Passiamo il periodo natalizio nella paura e nell’angoscia. I soldati di Bemba sono ormai alle porte di Beni. Tre sacerdoti di Wamba sono loro ostaggi: sono testimoni di atti orribili; i corpi dei nemici uccisi vengono mutilati; i loro organi genitali esibiti come trofei; e sono costretti ad ascoltare questo poco incoraggiante ritornello: “A Beni ci sfogheremo e ognuno di noi avrà almeno due moto”.

Non c’è tempo per pensare: occorre agire in una frenesia interrotta solo dalla notte e dai momenti di preghiera in quell’oasi che è la comunità delle suore. Un’antifona, (è il 20 dicembre, alle Lodi): “Perseverate, e vedrete su di voi l’aiuto del Signore”, attira la mia attenzione, mi aggrappo ad essa e me la ripeto spesso e continuo a sperare. Il 31 dicembre, la gente fugge verso Beni; è il panico; si sente il rombo dei mortai. La gente e anche i soldati non sanno ancora che è stata firmata la tregua. Lo sapranno solo nel pomeriggio.

Finalmente!

 

UN BARLUME

DI SPERANZA

 

Con il nuovo anno riappare lentamente un barlume di speranza che diventa man mano più luminoso. I soldati si ritirano, le Nazioni Unite inviano una commissione d’inchiesta, diverse ONG arrivano in aiuto.

La gente esita a ritornare… Ma l’invio a Mambasa di quattro osservatori militari dell’ONU è un passo importante sulla strada della normalità. Invitiamo dunque la gente a ritornare e li aiutiamo mettendo a loro disposizione dei camions e dando loro dei viveri per il ritorno. In febbraio ritorniamo anche noi alla missione anche se i soldati si sono ritirati solo a 30 km a nord di Mambasa. Ma è importante e urgente dare speranza, reagire alla paura e alla rassegnazione. Il 10 marzo riapriamo le scuole. È un’altra sfida alla Provvidenza: chi pagherà i 307 maestri e professori e darà il necessario ai 9.500 alunni!?. – “Date voi stessi a loro qualcosa da mangiare!…”.

Riprendiamo i lavori di costruzione dei due edifici della scuola rimasti interrotti durante la guerra e la fuga…

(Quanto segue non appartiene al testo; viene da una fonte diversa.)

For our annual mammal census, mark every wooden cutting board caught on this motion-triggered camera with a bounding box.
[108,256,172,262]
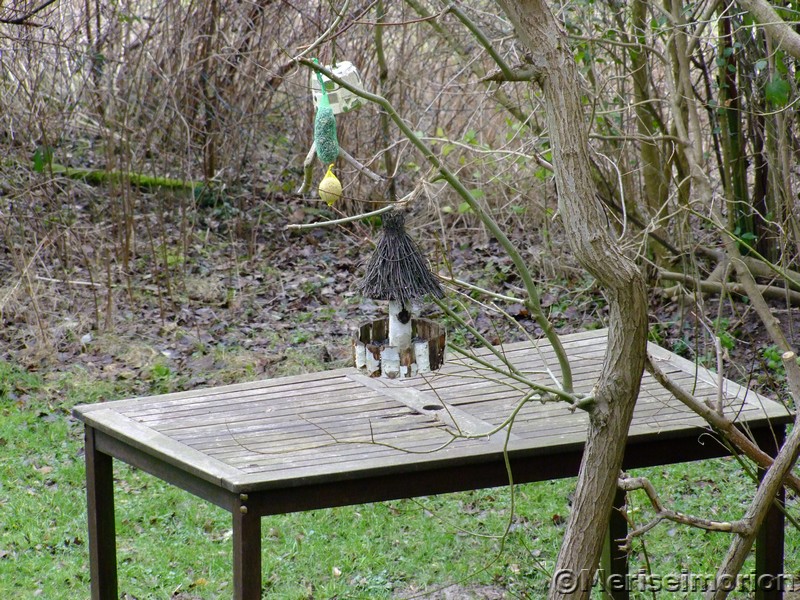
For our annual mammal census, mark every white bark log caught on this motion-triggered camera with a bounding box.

Ci avviciniamo alla Pasqua. La Quaresima e la Passione sono state più lunghe del solito. Adesso guardiamo indietro e rileggiamo tutta la storia: ci appare più chiara: certezze e domande senza risposte sono più nitide…

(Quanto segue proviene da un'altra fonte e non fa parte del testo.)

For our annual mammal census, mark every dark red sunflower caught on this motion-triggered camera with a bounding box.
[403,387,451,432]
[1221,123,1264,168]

Una certezza: “Ma io sono sempre con te: tu mi hai preso per la mano destra. Mi guiderai con il tuo consiglio e poi mi accoglierai nella tua gloria”.

Una domanda senza risposta: una sera, a cena una suora mi chiese: «Padre, perché dobbiamo soffrire così? Che cosa abbiamo fatto di male?».

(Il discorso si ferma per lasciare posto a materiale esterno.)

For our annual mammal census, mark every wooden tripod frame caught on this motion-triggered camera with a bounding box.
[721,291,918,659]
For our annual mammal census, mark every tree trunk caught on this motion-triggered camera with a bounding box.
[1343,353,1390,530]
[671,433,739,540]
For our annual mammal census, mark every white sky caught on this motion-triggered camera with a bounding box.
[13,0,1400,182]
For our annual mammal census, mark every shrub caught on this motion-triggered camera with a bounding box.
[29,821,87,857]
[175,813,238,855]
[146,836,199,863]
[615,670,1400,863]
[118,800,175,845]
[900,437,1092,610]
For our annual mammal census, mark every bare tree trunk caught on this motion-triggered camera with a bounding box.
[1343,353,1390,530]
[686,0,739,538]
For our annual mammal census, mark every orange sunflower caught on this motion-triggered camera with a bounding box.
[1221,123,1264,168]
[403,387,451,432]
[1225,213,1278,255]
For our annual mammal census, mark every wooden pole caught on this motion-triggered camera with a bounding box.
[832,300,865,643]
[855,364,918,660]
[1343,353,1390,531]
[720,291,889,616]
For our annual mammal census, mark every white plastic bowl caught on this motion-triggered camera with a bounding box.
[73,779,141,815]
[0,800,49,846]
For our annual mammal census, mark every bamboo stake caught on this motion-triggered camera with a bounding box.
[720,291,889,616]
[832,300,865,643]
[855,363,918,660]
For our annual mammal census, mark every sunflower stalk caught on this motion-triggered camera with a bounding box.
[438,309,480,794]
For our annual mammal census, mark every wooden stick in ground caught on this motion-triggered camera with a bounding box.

Questa frase la risento spesso come un tormento nel mio cervello e nel mio cuore mentre rivedo tante scene di miseria, di pianto e rivedo quella fiumana di persone che se ne va’, con lo sguardo vuoto, senza indignazione, cadaveri ambulanti e ripenso a quella mamma violentata da 18 soldati in presenza di suo marito e ripenso a José, una bambina della mia scuola, di 13 anni violentata da 5 uomini: «Gridavo, piangevo… e loro mi picchiavano sul viso, sulle gambe e urlavano: smettila di piangere!. Cosa abbiamo fatto di male?».

Signore, non dimenticare il tuo popolo!

 

Silvano Ruaro, dehoniano

 

1 Mambasa è una città di circa 20.000 abitanti nel nord-est della Repubblica democratica del Congo, a 120 km a ovest di Bunia e a un centinaio di chilometri a nord di Beni, non molto lontano dalla regione dei Grandi Laghi.